He could almost feel the sound scales make when brushed against the grain. Warmth and nostalgia flooded him, and the room was no longer empty. His father’s memory filled it all: the deep but gentle voice explaining how to carefully unhook a fish.

—Why do they bite the hook? Don’t they realize?

—They think it’s food. And when they realize it isn’t, it’s already too late. They resist the sting and thrash in the water. That’s when we feel the bite.

—Poor things.

—They hardly suffer. As long as they don’t swallow the hook, they recover quickly. That’s why the bucket’s full of water. We keep them swimming, and if we catch enough for a meal, we take them. Otherwise, we let them go.

—I don’t know if I like fishing.

—We all fish in one way or another. Or we’re fished.—He put a finger in his mouth and mimed a tug, making a silly face.

—Okay, Dad. Can I go play by the shore?—he said, laughing.

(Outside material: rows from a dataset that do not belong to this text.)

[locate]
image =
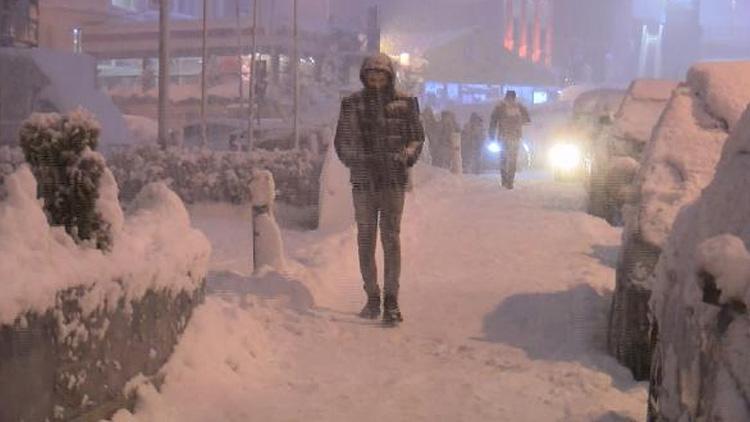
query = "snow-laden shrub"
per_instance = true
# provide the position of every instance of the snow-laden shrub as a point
(678, 162)
(199, 175)
(701, 297)
(60, 150)
(10, 160)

—Yes, love. Don’t go too far.

The calm sound of the sea brushed his skin, and beneath the cloudy January sky, a microfiber rod bent intermittently.

The wings began to grow immense, nearly filling the projection’s limits. In the wide shot, it was a majestic bird—long neck, distinguished beak—staring forward with a crystalline black eye. In its reflection, with enough zoom, there was another dynamic image: himself from behind, five years old, standing on the beach, holding his father’s hand and the fishing rod.

He began painting the iridescence of each scale covering the wings. They would need to shift color with movement, so the animation required careful work. Night had fallen deeply. The only thing that made him realize he’d been painting nonstop for four hours was the intense eye strain, unmitigated by Renata.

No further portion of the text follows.